Disney-Fox Inches Closer as Mexico Approves With Terms
(Bloomberg) -- Mexico’s telecom regulators approved Walt Disney Co.’s $71 billion purchase of 21st Century Fox Inc.’s entertainment assets, provided the companies agree to sell the Fox Sports channels and programming rights in the country.
The IFT, as the agency is known, concluded Disney’s ownership of ESPN and Fox Sports would create a concentration, leaving only Grupo Televisa SAB as the remaining competitor in that specific market. The outcome of Monday’s vote was announced on Tuesday. Another Mexican antitrust regulator, Cofece, had already approved the deal in February.

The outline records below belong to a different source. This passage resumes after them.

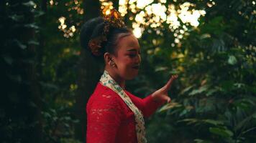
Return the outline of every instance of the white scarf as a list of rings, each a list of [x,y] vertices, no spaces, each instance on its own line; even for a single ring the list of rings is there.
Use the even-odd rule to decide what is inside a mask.
[[[132,103],[131,99],[124,92],[123,89],[110,77],[106,70],[102,74],[100,82],[102,85],[110,88],[119,95],[129,108],[133,112],[135,117],[136,134],[138,143],[146,143],[145,122],[142,112]]]

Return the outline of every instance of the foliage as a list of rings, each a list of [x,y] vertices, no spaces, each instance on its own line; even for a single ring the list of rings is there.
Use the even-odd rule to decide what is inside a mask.
[[[161,1],[176,10],[186,2],[152,4]],[[198,26],[180,18],[180,26],[175,30],[166,21],[157,27],[142,26],[142,63],[140,75],[127,82],[128,89],[144,97],[163,86],[170,74],[179,74],[170,92],[172,102],[146,120],[149,142],[253,142],[255,1],[190,2],[190,10],[206,11]],[[79,29],[86,14],[83,1],[4,0],[0,4],[0,28],[5,35],[0,57],[3,142],[37,142],[33,139],[40,136],[34,134],[42,134],[42,142],[81,142],[75,125],[83,121],[73,112],[80,78]],[[128,8],[127,25],[132,26],[136,15],[145,9]],[[147,15],[145,19],[152,19]],[[175,34],[182,35],[178,42]]]

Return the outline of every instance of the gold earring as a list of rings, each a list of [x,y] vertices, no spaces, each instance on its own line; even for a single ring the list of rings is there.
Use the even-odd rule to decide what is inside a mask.
[[[115,66],[115,64],[114,61],[111,61],[111,64],[110,64],[111,66],[112,66],[113,67]]]

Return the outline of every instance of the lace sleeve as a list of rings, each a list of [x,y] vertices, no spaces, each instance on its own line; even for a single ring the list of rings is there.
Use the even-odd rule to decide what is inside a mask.
[[[129,92],[126,92],[129,94],[131,99],[136,106],[142,112],[145,117],[150,117],[165,102],[155,102],[150,95],[144,99],[133,95]]]
[[[122,119],[118,99],[114,95],[100,95],[87,108],[86,142],[114,142]]]

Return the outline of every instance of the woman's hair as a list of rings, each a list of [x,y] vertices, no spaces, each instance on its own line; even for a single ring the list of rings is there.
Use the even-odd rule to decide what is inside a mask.
[[[103,58],[105,52],[116,54],[118,39],[132,34],[131,30],[127,27],[116,27],[111,25],[109,25],[108,32],[104,33],[106,24],[108,24],[104,18],[97,17],[86,22],[81,28],[80,34],[81,46],[88,50],[95,57]],[[102,36],[102,34],[106,36],[106,39],[99,42],[99,46],[101,46],[99,48],[99,54],[95,54],[89,47],[89,42],[91,40]]]

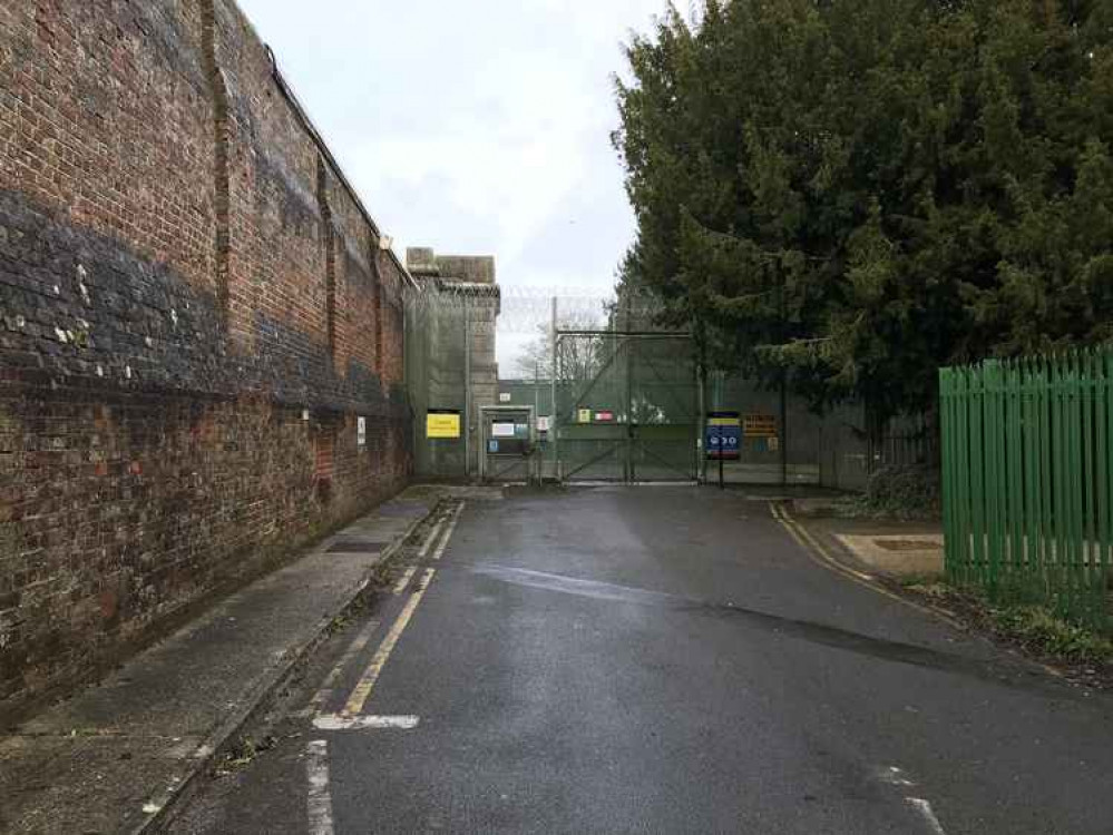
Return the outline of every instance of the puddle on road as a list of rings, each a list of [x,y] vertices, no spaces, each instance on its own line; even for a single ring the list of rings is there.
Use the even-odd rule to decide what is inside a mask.
[[[582,580],[544,571],[529,571],[489,563],[476,566],[472,571],[515,586],[546,589],[597,600],[656,606],[672,611],[687,611],[720,619],[738,619],[775,635],[799,638],[811,644],[842,649],[883,661],[954,672],[1004,687],[1043,690],[1060,698],[1077,697],[1073,690],[1046,678],[1043,672],[1022,666],[1011,659],[977,660],[914,644],[875,638],[826,623],[770,615],[755,609],[743,609],[733,605],[695,600],[663,591],[651,591],[596,580]]]

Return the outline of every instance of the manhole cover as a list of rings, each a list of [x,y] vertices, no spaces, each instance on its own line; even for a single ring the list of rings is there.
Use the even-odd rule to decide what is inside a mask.
[[[382,542],[368,542],[361,539],[339,539],[329,546],[325,553],[379,553]]]
[[[396,502],[393,504],[383,504],[379,508],[378,512],[381,517],[420,517],[424,514],[426,505]]]
[[[875,539],[873,543],[886,551],[937,551],[940,548],[930,539]]]

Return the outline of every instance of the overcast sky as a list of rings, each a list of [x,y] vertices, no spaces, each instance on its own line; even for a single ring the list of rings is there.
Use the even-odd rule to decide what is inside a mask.
[[[613,286],[633,218],[612,73],[666,0],[240,4],[400,256],[495,255],[508,289]]]

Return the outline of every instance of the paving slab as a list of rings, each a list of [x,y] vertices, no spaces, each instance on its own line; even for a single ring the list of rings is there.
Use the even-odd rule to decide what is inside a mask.
[[[941,533],[836,533],[867,566],[894,577],[943,573]]]
[[[150,828],[440,495],[411,488],[0,737],[0,832]]]

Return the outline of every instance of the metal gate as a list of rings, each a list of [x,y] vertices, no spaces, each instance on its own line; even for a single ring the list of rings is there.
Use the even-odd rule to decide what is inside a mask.
[[[567,481],[695,481],[699,389],[687,334],[556,336],[554,454]]]

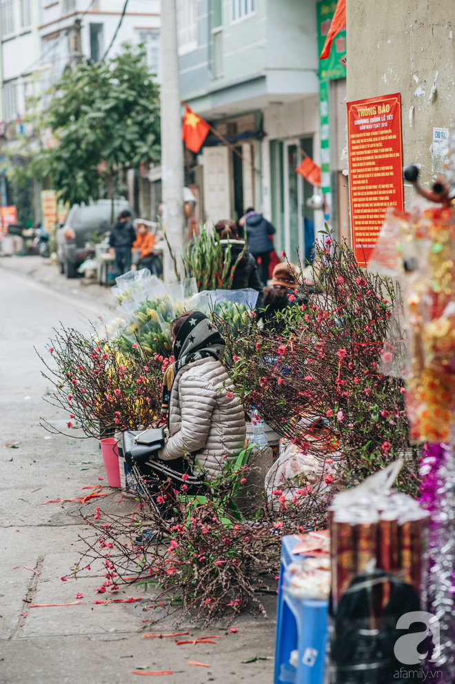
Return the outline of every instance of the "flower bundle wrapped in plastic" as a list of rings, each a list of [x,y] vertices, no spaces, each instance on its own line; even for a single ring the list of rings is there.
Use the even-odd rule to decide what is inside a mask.
[[[240,331],[249,323],[256,306],[259,293],[255,290],[204,290],[187,302],[187,310],[197,309],[226,321],[234,330]]]
[[[155,287],[160,281],[148,268],[143,268],[140,271],[128,271],[116,278],[115,282],[116,285],[111,290],[118,303],[121,304],[130,295]]]
[[[447,442],[455,427],[452,209],[434,207],[412,213],[389,210],[369,268],[397,278],[403,285],[410,438]]]
[[[118,329],[122,347],[130,352],[136,348],[134,345],[140,345],[148,356],[168,356],[172,350],[171,321],[186,310],[187,301],[197,292],[196,281],[191,279],[165,285],[152,276],[138,282],[116,312],[117,319],[123,321]]]

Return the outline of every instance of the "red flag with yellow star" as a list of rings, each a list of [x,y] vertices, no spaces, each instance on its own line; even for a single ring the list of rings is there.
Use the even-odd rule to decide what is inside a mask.
[[[324,47],[319,59],[327,59],[330,54],[332,43],[337,33],[346,26],[346,0],[338,0],[336,9],[330,23],[330,28],[325,38]]]
[[[197,154],[210,130],[207,121],[198,117],[187,105],[182,123],[182,139],[185,147]]]

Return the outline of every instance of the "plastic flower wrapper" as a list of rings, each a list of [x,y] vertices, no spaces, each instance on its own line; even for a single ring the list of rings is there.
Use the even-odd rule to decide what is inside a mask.
[[[138,349],[140,345],[148,357],[152,357],[155,354],[169,356],[172,348],[170,325],[165,323],[163,317],[156,313],[156,320],[150,320],[139,328],[134,323],[132,324],[122,335],[121,343],[122,348],[130,353]],[[136,346],[134,347],[134,345]]]
[[[215,323],[218,317],[234,330],[241,330],[250,322],[258,296],[259,292],[251,288],[204,290],[188,300],[187,306],[190,311],[197,309],[208,315],[211,313]]]
[[[398,279],[408,338],[412,441],[446,442],[455,427],[455,222],[452,210],[389,210],[369,268]],[[387,341],[381,369],[393,374]],[[389,365],[389,368],[387,368]]]
[[[191,311],[191,309],[188,308],[188,301],[197,294],[197,283],[195,278],[187,278],[179,283],[167,285],[165,288],[176,318],[185,311]]]
[[[135,292],[143,292],[153,290],[162,284],[156,276],[152,276],[147,268],[140,271],[128,271],[116,278],[117,285],[112,288],[112,294],[119,304],[130,295]]]

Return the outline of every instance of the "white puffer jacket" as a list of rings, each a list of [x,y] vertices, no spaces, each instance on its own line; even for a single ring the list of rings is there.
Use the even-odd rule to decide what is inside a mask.
[[[217,359],[201,359],[180,369],[169,411],[170,436],[159,452],[160,459],[170,461],[195,453],[210,481],[243,448],[243,408]]]

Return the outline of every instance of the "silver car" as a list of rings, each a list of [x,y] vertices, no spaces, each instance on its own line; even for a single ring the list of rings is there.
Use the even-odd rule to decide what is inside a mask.
[[[121,212],[127,209],[134,212],[126,199],[100,199],[93,204],[74,204],[70,210],[63,226],[56,234],[59,267],[67,278],[77,277],[77,269],[83,261],[94,254],[90,243],[94,233],[108,232]]]

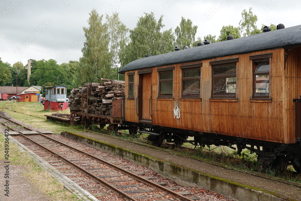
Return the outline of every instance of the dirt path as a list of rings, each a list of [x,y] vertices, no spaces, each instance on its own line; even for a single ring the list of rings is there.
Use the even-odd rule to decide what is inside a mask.
[[[0,160],[1,168],[0,173],[3,174],[6,171],[4,167],[4,161]],[[45,197],[44,195],[34,187],[30,181],[22,174],[26,171],[26,167],[22,165],[10,165],[9,166],[9,175],[8,178],[5,179],[4,176],[0,177],[0,184],[1,184],[1,193],[0,200],[6,201],[26,200],[30,201],[46,201],[51,200]],[[8,181],[9,191],[4,191],[6,180]]]

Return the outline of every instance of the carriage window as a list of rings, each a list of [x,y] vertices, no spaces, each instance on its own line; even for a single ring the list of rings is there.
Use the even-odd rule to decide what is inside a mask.
[[[254,63],[253,97],[269,98],[269,61],[254,62]]]
[[[235,98],[236,96],[236,64],[213,66],[212,97]]]
[[[132,74],[129,75],[129,97],[134,97],[134,75]]]
[[[182,71],[182,97],[200,97],[201,70],[200,68],[184,69]]]
[[[270,58],[272,57],[272,52],[250,56],[253,66],[252,98],[270,98]]]
[[[173,70],[159,72],[159,97],[172,98]]]

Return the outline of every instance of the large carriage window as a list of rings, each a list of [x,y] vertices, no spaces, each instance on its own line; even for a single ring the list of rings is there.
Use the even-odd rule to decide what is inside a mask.
[[[134,73],[128,74],[129,76],[129,97],[134,97]]]
[[[238,58],[210,61],[213,98],[236,97],[236,62]]]
[[[174,67],[158,68],[159,98],[172,98]]]
[[[182,98],[200,97],[202,64],[199,63],[180,67],[182,69]]]
[[[253,98],[270,98],[270,58],[272,53],[250,56],[253,61]]]

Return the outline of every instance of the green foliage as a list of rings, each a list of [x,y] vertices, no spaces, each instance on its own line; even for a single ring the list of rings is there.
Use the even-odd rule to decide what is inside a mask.
[[[30,86],[31,85],[30,85],[30,84],[28,82],[28,80],[27,79],[25,80],[25,81],[24,81],[24,84],[23,85],[23,86]]]
[[[7,66],[3,65],[0,58],[0,86],[4,86],[8,83],[11,79],[11,71]]]
[[[239,30],[244,37],[261,33],[257,28],[256,22],[258,19],[256,15],[253,14],[252,7],[249,8],[249,12],[245,9],[241,13],[242,19],[239,21]]]
[[[121,52],[121,46],[124,46],[128,42],[129,38],[126,34],[129,29],[127,28],[119,19],[118,14],[115,12],[112,16],[108,14],[106,16],[108,32],[110,39],[109,49],[109,58],[111,64],[110,71],[112,69],[117,68],[119,66],[119,55]],[[116,72],[110,73],[109,78],[112,79],[112,76],[114,76]]]
[[[119,57],[121,67],[147,55],[154,56],[173,50],[175,38],[171,29],[161,31],[164,26],[163,16],[157,21],[154,13],[144,14],[139,18],[136,27],[130,31],[130,42],[121,47]]]
[[[250,163],[256,163],[257,162],[257,157],[256,154],[251,154],[250,150],[247,150],[242,152],[240,154],[241,160]]]
[[[227,40],[227,37],[230,35],[233,35],[234,39],[240,38],[240,35],[238,27],[234,27],[231,25],[223,26],[221,30],[221,35],[217,39],[218,42]]]
[[[32,73],[29,82],[32,85],[41,86],[44,83],[51,82],[64,84],[68,80],[67,74],[61,66],[53,59],[38,61],[36,70]],[[58,79],[57,78],[58,78]]]
[[[193,26],[191,20],[188,19],[186,20],[182,17],[180,26],[178,26],[175,30],[177,37],[175,46],[179,46],[180,49],[185,46],[190,48],[192,47],[197,29],[197,26]]]
[[[100,16],[95,9],[89,14],[89,27],[83,28],[86,41],[82,49],[82,57],[77,74],[80,85],[98,82],[100,78],[107,78],[111,66],[107,24],[102,23],[103,15]]]

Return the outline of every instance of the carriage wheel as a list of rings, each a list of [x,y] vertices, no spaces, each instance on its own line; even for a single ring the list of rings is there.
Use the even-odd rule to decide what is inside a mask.
[[[130,126],[129,128],[129,132],[133,136],[135,136],[137,134],[137,127],[133,126]]]
[[[160,147],[163,142],[163,138],[160,135],[155,135],[152,140],[153,145]]]
[[[275,159],[258,156],[257,160],[264,170],[269,169],[277,172],[285,170],[288,163],[284,155],[278,156]]]

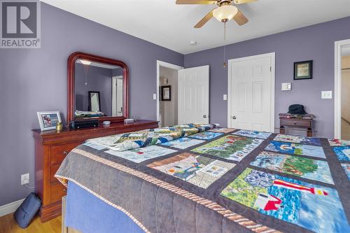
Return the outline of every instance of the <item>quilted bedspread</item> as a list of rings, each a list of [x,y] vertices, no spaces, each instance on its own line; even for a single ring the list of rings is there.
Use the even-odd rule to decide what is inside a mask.
[[[55,176],[145,232],[350,232],[350,141],[184,127],[89,140]]]

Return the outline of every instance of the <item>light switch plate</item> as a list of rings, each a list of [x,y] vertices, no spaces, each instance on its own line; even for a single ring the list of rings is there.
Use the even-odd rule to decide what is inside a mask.
[[[332,91],[322,91],[321,92],[321,99],[332,99]]]
[[[292,90],[292,83],[282,83],[281,90],[283,91]]]

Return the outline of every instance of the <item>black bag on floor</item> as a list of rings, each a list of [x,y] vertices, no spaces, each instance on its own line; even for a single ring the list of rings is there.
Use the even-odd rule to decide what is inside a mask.
[[[20,227],[27,228],[41,206],[41,200],[31,192],[15,212],[15,220]]]

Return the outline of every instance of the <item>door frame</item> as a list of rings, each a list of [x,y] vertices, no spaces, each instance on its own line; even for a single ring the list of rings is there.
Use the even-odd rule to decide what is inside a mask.
[[[261,54],[258,55],[253,55],[253,56],[248,56],[248,57],[239,57],[239,58],[234,58],[234,59],[231,59],[228,60],[228,69],[227,69],[227,127],[232,128],[231,125],[231,120],[230,120],[230,113],[231,113],[231,94],[232,94],[232,90],[231,90],[231,83],[232,83],[232,78],[231,77],[231,71],[232,69],[232,64],[234,62],[242,62],[242,61],[247,61],[250,59],[254,59],[257,58],[262,58],[262,57],[270,57],[271,59],[271,75],[272,78],[272,80],[271,82],[271,99],[270,99],[270,104],[271,104],[271,119],[270,119],[270,132],[274,133],[274,96],[275,96],[275,56],[276,54],[275,52],[269,52],[269,53],[265,53],[265,54]]]
[[[120,78],[120,77],[121,77],[121,78]],[[113,89],[114,88],[116,89],[117,87],[113,87],[113,80],[115,80],[115,84],[117,84],[117,82],[118,82],[116,80],[117,79],[122,79],[122,76],[112,76],[112,115],[113,115],[113,104],[114,101],[115,101],[115,102],[117,101],[117,95],[116,94],[118,93],[117,90],[115,90],[115,98],[113,98]],[[115,104],[116,104],[116,103],[115,103]],[[117,111],[118,111],[118,110],[117,110]],[[116,113],[115,113],[115,114],[116,114]]]
[[[160,98],[160,92],[159,92],[159,89],[160,89],[160,82],[159,80],[160,79],[160,66],[163,67],[167,67],[167,68],[170,68],[172,69],[176,69],[176,70],[180,70],[183,69],[183,66],[180,66],[178,65],[176,65],[174,64],[171,64],[160,60],[157,60],[157,121],[160,121],[160,103],[159,103],[159,98]],[[160,124],[160,122],[158,122],[158,124]]]
[[[334,138],[342,137],[342,48],[350,45],[350,39],[334,43]]]

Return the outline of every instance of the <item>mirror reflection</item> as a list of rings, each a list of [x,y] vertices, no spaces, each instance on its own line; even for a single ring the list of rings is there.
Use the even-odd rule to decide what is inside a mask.
[[[78,59],[75,63],[75,118],[122,116],[122,68]]]

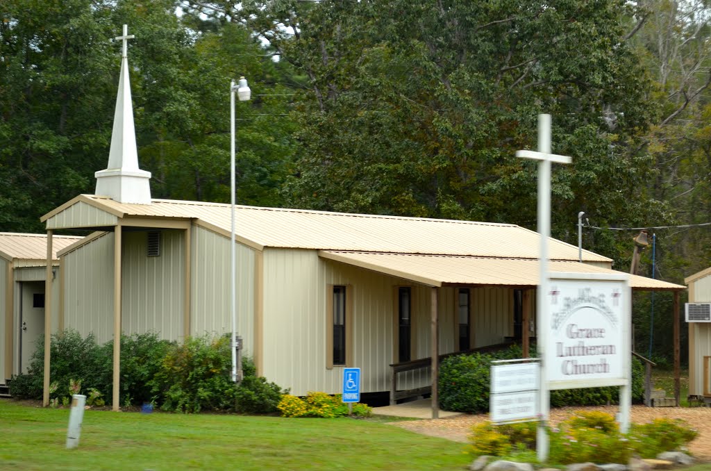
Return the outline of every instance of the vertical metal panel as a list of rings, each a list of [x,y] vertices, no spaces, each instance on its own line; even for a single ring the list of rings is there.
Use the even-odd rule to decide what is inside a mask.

The companies now have 10 days to accept the IFT’s terms.
Mexico was the last major holdout on the deal, and Disney now expects the purchase to close on March 20. Brazil’s regulatory agency Cade approved the deal last month under a similar divestment agreement. The parties agreed to the sale to get the green light.
In the U.S., Disney agreed to sell Fox’s 22 regional sports networks after the Justice Department said the ownership of those channels and ESPN would give the company undue influence in sports broadcasting. The company will also sell its 50 percent stake in A+E Networks in Europe to satisfy regulators.
The IFT gave Disney six months to divest the Fox Sports assets in Mexico, though the company can get a six-month extension if it has a valid reason. An independent auditor must be hired to supervise the process.
Beyond sports programming, Disney must keep its National Geographic brand separate from its A&E’s channels, which include A&E, History, H2 and Lifetime.